24 Weeks Pregnant with Anthony
Total weight gain/loss: Last I knew (3 weeks ago) I was up 18 lbs.  I feel huge.

Stretch marks? None, hooray!

Sleep:  Sleep has been OK, a little rough with Anthony.  Teething and a little viral cold he caught has given him some fussy nights. But he seems to be getting back on track with the help of Grandma's chicken soup to the rescue!




Miss Anything?  Cold, frothy beer on these warms spring evenings.  I also miss my friends.  It's been forever since I've had a girls night or gotten together with them.


Movement: He's moving a lot these days.  Lots of kicks and jabs.



Food cravings: Sweets and milk.  I crave a glass of milk almost nightly.  I find that unusual because for a long time I was only on Almond Milk...but now I want cow's milk.  A nice cold glass of it.  Yum!
 
Anything making you queasy or sick:  Not anymore, I've been feeling wonderful and energized.

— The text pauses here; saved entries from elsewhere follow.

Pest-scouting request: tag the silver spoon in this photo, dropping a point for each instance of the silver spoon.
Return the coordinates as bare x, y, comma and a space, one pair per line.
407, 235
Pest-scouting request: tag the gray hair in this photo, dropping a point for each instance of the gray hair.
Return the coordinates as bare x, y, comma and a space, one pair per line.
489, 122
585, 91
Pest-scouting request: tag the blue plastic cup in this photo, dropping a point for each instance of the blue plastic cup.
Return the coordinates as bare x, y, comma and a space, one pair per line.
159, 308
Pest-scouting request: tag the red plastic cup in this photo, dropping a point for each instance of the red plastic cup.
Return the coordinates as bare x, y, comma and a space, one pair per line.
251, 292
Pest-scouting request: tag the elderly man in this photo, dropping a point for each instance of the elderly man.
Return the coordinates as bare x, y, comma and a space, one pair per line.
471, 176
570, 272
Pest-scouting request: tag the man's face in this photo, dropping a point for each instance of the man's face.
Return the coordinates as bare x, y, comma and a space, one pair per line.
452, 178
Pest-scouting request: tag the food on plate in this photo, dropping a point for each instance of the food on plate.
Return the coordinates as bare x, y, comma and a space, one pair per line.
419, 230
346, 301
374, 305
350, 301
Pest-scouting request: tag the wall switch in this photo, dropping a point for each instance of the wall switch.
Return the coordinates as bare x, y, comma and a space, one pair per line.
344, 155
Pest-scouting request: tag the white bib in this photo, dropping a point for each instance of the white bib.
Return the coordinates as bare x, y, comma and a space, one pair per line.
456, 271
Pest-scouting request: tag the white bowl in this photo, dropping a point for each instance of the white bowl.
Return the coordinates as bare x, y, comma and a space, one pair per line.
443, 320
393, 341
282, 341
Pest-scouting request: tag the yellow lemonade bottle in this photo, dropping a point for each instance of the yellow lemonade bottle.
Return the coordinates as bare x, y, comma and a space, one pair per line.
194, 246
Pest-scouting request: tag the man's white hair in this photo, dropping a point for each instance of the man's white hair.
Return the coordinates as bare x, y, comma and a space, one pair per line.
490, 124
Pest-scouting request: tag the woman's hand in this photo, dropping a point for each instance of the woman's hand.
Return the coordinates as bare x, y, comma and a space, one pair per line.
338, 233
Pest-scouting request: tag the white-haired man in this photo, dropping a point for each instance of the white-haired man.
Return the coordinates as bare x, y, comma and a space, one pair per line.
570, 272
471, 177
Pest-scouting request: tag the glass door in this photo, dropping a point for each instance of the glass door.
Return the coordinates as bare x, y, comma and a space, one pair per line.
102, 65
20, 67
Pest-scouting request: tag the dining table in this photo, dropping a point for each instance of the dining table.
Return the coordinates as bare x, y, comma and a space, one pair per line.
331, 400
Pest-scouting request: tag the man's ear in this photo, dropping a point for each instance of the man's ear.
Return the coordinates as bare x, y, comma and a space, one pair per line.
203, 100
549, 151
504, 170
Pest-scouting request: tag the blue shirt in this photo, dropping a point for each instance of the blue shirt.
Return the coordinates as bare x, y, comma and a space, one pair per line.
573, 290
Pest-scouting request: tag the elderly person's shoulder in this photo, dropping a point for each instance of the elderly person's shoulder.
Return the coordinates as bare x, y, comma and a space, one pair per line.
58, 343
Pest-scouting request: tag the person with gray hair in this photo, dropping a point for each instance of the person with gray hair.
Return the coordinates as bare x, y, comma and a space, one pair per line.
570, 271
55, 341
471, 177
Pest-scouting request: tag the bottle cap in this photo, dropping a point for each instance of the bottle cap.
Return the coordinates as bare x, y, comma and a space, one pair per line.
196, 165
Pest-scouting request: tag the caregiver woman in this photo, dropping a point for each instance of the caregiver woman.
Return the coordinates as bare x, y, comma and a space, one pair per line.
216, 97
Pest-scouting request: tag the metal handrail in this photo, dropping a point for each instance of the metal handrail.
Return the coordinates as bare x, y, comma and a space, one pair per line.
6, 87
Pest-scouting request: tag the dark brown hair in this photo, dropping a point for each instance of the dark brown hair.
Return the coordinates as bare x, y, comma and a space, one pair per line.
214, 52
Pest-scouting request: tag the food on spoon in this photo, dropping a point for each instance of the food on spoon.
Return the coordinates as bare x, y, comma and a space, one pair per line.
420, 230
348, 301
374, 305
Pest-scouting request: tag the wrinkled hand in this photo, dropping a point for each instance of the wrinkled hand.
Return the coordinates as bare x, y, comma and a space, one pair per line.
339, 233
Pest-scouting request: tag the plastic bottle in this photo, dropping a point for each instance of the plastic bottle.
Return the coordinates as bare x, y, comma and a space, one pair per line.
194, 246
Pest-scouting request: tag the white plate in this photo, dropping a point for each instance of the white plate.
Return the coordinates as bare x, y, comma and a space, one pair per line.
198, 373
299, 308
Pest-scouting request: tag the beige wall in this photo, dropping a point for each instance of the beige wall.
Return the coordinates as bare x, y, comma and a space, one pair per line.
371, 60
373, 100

Special things I'm focusing on:  Drinking more water!!! Eating healthy!

I've also been researching double strollers.  I'm in love with my stroller we received for Anthony (The City Mini GT), so I'm kind of wanting the same one in the double.  I've heard mixed reviews of train versus side by side, but I'm really leaning towards the side by side and figure I'll be carrying the baby around in an Ergo carrier for a bit if I have a place to go where corners will be tight where I can still use the single stroller.  Most of the reviews I've read said they haven't had any issues getting through standard doorways.  Clothing racks, yes...but nothing else.  For the most part, we use the stroller for walks and outdoorsy kind of things.  Plus these strollers will hold an infant to a kid up to 65 lbs.... that's crazy impressive to me...and this stroller is so light 20 lbs as a single, 30 lbs as a double and easy to maneuver and close and open.  There's not a lot of storage, but that hasn't been a problem for us so far.

Anthony's current Stroller

The Double stroller version

Labor Signs: Nope, just cramping and some pressure sitting low already.



Wedding rings on or off? On
 
Happy or Moody most of the time:  Happy and excited for the future.

Looking forward to:   Anthony's bedroom makeover!!!  I've been doing a lot of planning and pinning on pinterest...but nothing has actually started.  We will need another crib and I'm planning on maneuvering some furniture around for the new makeover. 

Also We're looking forward to celebrating this guy's first birthday!!! Just about a month away from 1 year old!!  Where does the time go~~??!!!